Sybr green DNA intercallating dye
Sybr green binds non specifically to double stranded DNA and fluorescence is increasing with increasing amount of product.
TaqMan Assay
A sequence specific probe carrying a quencher at the 3’ end and a fluorescent reporter at the 5’ end hybridises to the target sequence. During amplification the reporter is cleaved of by the 5’ nuclease activity of the polymerase (therefore also called 5’nuclease assay). As a result the reporter is separated from the quencher and the resulting fluorscence signal is proportional to the amount of amplified product in the sample.
Molecular Beacon
A molecular beacon is a labeled probe that forms a hairpin structure with a stem (5-6 complementary bases) and a loop. A quencher is attached at the 3’ end and a fluorescent reporter at the 5’end. The loop is designed to hybridise specifically to the target sequence. During annealing the molecular beacon binds to its target sequence separating the reporter and the quencher and fluorescence can be
measured.

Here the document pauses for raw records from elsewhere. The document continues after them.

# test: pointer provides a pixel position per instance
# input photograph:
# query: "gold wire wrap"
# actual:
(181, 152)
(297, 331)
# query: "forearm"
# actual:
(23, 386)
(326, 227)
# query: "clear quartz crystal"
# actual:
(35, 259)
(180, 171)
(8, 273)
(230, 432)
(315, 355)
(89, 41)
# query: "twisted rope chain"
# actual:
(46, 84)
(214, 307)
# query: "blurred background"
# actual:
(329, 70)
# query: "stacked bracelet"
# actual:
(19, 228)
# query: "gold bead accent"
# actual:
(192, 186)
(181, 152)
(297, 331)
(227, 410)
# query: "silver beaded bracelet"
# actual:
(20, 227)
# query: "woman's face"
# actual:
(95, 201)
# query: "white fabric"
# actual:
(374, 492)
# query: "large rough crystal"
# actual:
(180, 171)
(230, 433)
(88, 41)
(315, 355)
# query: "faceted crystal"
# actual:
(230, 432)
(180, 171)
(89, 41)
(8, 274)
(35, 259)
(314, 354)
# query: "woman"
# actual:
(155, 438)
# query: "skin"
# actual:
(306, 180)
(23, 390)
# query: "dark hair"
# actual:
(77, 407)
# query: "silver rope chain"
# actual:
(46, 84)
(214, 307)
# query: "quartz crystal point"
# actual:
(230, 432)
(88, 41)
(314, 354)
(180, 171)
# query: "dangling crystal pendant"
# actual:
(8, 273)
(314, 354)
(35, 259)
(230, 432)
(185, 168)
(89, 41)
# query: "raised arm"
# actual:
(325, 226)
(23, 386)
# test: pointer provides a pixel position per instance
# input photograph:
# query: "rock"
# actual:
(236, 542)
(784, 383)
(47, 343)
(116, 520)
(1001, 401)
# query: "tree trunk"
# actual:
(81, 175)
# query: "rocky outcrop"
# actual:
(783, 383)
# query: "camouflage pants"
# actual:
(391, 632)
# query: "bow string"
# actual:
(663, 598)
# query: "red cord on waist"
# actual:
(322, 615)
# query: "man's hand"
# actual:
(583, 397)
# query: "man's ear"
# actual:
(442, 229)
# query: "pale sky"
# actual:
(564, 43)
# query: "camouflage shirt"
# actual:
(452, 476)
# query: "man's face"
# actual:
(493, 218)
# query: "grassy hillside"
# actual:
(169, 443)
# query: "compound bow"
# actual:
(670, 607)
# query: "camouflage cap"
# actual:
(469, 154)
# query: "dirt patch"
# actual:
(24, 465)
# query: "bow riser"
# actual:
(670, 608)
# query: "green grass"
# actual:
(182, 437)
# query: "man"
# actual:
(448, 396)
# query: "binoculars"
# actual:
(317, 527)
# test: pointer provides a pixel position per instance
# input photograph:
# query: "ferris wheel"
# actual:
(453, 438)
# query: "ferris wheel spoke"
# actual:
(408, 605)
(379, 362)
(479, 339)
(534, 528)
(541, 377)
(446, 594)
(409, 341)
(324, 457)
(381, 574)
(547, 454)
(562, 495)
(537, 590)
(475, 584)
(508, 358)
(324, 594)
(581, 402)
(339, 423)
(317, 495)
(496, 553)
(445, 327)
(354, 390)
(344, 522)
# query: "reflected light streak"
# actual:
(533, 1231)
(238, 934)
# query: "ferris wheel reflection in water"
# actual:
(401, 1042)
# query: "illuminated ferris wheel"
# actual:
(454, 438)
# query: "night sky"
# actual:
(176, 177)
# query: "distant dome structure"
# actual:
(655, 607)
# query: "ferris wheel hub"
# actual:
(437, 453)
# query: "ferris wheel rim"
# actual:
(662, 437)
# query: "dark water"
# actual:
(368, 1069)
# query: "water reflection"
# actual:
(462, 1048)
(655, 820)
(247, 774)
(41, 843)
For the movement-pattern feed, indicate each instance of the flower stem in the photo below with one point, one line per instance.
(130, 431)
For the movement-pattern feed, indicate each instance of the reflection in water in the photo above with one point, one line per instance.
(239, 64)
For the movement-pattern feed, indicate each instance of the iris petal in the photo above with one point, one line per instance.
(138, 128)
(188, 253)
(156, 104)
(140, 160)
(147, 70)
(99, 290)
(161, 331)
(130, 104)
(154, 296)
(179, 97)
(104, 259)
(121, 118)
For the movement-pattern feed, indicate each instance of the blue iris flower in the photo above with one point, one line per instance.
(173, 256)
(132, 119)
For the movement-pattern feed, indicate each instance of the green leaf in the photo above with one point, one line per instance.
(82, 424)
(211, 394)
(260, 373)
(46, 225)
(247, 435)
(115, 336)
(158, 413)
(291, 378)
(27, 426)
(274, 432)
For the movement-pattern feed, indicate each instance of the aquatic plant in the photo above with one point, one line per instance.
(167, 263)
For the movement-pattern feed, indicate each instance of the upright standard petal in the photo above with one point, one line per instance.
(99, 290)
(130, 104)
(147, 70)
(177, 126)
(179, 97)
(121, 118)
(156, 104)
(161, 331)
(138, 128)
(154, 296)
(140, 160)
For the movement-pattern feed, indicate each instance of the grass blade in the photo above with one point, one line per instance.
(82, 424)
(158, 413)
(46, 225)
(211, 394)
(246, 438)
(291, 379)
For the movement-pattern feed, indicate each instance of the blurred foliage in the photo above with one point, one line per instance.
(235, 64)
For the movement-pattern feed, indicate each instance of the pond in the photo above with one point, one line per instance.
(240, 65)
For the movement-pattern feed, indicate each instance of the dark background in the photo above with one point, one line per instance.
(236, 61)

Molecular beacons are only displaced and not destroyed during amplification due to lacking 5’ exonuclease activity of the polymerase. The amount of fluorescence emitted by the reporter is proportional to the amount of target in the reaction.
Hybridisation Probe
Two sequence specific oligonucleotide probes, one carrying a donor fluorophore and one an acceptor fluorophore are designed to bind adjacent sequences in the target. Excitation is performed at the wavelength of the donor fluorophore. The emission spectrum of the donor fluorophore overlaps significantly the excitation spectrum of the acceptor fluorophore. During annealing the hybridised probes are in proximity, allowing fluorescence resonance energy transfer from donor to acceptor. Increasing fluorescence is measured at the emission wavelength of the acceptor fluorophore, which is proportional to the amount of amplicon present.
Scorpion Primer
Scorpion primers are primer and probe in one. They form a hairpin structure with the stem sequence complementary to an internal portion of the target sequence on the same strand. Fluorophore and quencher are at each end with an additional PCR blocker to prevent read through during the extension of the opposite strand. The hairpin structure acts as primer during the first amplification cycle and subsequent denaturation enables the separation of the hairpin leading to hybridisation of the loop sequence to the complementary sequence on the newly synthesised strand. In this position quencher and fluorophore are separated and fluorescence can be measured according to the amplified product.
Amplifluor Primer
Amplifluor primer form a hairpin structure with a quencher at the 5’ and reporter fluorophore at the 3’ end. They can only hybridise to the product from the second amplification cycle having a complementary ‘Z’ sequence origination from the first primer leading to a new target containing the hairpin structure of the primer at the 5’end. During extension of the complementary strand in subsequent cycles this hairpin structure is unfolded leading to fluorescence due to physical separation proportional to the amount of amplified product.